Los primeros pasos dulces son la alfombra roja para el final. Una manzana que en su interior lleva una margarita (cocktail) comienza el proceso de limpieza, de ayudar a hacer un hueco para la traca final. Se continúa con un combinado cítrico que es un compendio de texturas: helado de limón, gajos de pomelo y naranja, sopa de mandarina. Pequeños toques amargos a través del aceite.
Seguimos con piña y jengibre. Helado de piña asada, jengibre confitado, y leche de jengibre con piñones. Menor acidez, y un punto ligero de picor, que comienza de nuevo a despertar al paladar. Que buena combinación la de la especia asiática en los postres, aportando mucho frescor en la boca.
De nuevo fieles a la costumbre, la crema de arroz de leche.

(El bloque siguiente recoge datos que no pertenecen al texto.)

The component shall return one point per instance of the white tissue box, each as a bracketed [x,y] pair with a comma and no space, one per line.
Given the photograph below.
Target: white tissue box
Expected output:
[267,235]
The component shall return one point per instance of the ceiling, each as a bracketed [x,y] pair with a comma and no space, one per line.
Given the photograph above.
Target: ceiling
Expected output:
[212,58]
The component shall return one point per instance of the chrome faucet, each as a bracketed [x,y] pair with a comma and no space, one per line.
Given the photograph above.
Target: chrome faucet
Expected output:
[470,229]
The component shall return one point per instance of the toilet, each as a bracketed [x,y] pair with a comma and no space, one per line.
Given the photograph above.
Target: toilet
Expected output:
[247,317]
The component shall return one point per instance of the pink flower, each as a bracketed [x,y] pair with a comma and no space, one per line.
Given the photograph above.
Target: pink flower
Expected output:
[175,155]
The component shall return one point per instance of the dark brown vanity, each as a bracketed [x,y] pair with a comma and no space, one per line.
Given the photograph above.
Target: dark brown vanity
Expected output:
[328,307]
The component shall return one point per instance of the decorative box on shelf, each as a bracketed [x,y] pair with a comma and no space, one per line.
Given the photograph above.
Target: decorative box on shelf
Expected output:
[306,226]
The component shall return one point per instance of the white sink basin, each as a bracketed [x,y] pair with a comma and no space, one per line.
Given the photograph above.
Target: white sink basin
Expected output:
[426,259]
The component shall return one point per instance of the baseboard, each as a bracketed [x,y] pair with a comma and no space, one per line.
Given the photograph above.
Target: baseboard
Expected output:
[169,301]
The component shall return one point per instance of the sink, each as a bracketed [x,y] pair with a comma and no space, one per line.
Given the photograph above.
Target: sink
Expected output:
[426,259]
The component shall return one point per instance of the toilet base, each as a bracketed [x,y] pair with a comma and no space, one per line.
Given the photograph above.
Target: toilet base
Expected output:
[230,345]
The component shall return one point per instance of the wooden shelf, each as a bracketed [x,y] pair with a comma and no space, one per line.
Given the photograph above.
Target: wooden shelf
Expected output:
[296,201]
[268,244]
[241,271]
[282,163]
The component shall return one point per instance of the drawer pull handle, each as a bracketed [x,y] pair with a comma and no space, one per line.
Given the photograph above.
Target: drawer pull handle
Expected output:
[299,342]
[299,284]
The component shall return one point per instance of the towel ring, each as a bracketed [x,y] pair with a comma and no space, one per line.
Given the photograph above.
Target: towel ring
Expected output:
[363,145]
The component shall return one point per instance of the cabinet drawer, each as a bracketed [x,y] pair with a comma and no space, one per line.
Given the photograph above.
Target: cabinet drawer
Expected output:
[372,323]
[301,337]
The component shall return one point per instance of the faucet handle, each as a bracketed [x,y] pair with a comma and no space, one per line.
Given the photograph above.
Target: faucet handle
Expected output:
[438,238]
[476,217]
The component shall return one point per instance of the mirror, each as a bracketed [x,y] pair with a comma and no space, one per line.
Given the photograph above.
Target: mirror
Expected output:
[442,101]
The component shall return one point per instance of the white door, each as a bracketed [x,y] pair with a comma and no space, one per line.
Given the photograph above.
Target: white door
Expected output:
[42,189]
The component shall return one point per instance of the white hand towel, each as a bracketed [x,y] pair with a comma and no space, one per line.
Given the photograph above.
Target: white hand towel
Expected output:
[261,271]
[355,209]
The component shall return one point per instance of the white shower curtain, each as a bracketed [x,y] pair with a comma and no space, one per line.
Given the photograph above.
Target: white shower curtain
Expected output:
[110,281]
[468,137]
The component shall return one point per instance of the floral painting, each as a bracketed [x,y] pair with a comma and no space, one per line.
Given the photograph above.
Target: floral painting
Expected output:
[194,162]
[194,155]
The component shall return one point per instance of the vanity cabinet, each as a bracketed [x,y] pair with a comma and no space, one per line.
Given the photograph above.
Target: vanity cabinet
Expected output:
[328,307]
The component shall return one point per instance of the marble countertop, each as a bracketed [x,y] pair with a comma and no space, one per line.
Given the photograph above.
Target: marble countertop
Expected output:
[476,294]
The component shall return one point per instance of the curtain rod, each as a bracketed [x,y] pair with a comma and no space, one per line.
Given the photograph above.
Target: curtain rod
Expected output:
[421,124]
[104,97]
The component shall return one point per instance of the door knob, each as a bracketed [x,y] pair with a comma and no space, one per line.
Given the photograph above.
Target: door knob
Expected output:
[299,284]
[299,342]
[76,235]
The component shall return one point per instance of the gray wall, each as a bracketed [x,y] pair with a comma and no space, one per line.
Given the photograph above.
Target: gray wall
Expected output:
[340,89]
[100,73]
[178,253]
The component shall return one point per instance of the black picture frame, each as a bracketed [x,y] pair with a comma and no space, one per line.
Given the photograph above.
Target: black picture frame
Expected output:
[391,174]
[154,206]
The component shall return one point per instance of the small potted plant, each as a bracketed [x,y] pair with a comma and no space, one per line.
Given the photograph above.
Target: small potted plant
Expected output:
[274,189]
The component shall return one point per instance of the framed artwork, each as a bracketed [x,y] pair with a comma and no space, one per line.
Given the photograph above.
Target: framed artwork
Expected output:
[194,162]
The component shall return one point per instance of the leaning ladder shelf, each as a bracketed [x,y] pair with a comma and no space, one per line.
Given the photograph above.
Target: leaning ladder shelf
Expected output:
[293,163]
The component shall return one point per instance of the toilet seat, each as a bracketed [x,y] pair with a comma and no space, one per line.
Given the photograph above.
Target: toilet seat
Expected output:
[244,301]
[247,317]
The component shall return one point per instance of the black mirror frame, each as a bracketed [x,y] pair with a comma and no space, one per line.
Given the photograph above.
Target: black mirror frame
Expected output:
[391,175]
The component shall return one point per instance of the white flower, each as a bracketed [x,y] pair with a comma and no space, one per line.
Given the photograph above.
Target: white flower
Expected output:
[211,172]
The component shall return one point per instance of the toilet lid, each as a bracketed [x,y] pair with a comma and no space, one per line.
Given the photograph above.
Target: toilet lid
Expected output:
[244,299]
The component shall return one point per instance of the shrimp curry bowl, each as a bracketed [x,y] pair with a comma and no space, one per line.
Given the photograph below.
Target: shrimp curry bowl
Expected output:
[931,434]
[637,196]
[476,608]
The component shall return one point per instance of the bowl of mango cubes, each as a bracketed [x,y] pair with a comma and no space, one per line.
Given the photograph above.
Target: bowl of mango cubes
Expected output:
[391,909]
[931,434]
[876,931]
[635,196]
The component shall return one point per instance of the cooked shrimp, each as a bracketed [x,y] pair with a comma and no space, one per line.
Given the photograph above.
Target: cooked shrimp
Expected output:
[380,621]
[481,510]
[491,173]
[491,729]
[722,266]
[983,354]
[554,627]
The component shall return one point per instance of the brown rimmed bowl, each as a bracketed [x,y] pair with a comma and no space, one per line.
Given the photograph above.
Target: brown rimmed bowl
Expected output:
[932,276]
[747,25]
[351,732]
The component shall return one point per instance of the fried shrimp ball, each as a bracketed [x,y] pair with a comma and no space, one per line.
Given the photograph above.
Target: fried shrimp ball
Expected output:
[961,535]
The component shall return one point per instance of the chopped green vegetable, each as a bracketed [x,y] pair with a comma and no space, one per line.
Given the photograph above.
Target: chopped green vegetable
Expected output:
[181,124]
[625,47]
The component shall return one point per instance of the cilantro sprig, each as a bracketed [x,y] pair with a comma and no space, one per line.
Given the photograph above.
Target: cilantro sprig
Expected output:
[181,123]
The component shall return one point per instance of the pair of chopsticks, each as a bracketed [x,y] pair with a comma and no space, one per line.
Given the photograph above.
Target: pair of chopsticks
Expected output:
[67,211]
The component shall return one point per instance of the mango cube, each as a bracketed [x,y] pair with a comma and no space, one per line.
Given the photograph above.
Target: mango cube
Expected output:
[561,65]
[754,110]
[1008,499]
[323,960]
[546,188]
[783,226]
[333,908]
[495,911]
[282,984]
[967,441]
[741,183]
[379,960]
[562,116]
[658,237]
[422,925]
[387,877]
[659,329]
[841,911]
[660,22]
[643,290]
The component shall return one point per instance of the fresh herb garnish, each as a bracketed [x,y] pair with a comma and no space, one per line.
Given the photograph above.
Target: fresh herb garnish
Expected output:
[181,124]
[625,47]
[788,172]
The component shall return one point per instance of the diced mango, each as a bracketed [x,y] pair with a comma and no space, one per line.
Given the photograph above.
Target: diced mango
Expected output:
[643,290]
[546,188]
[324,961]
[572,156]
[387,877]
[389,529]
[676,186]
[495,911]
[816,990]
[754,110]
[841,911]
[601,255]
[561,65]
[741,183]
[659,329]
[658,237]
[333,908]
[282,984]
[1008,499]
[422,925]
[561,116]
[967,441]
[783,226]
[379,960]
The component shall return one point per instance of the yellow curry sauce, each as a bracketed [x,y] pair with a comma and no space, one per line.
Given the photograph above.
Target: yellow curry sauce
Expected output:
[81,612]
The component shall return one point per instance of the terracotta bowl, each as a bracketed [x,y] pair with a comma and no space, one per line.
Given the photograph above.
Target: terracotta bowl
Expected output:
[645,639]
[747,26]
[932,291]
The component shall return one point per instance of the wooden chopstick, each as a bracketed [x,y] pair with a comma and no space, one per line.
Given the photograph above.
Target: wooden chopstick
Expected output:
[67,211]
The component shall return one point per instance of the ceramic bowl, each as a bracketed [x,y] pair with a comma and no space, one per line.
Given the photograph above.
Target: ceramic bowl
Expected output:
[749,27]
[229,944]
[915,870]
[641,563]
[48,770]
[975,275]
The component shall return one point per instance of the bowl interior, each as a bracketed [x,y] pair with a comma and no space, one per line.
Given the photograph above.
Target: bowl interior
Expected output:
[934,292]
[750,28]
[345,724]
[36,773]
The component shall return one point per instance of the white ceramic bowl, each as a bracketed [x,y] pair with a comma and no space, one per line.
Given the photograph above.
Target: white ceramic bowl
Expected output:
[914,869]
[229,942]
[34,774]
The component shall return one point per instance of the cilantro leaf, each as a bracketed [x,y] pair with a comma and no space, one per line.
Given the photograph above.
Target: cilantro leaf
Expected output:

Ella se merece esa alfombra cual estrella eterna que es. Voluptuosidad a lo Loren. Densidad y untuosidad gracias a la reducción, al tiempo, al “chof-chof” continuado. Una demostración de querer ir y llegar más allá.
Nos hemos encontrado uno de los menús más sólidos que hemos degustado en esta casa. Gramajes y pasos analizados, para que el camino sea placentero, para que el comensal sienta espontáneamente que quiere más. Paso a paso. Se parte de un objetivo claro, dar de comer rico. A partir de ahí, se desarrolla sin presiones, sin necesidad de efectos. Al natural.
La emoción volvió a esa mesa de la cocina tras degustar el bocadillo crujiente de quesos, la anguila con pepino, las croquetas de compango. Palabras mayores de goce con el erizo y la yema, la merluza y jugo de anchoa, la fabada, la liebre y el mole de castañas. Directamente al podium del orgasmo gastronómico con esas cocochas plactónicas y las quisquillas al natural.
Casa Gerardo Diciembre 2014 : Prendes cada vez brilla más.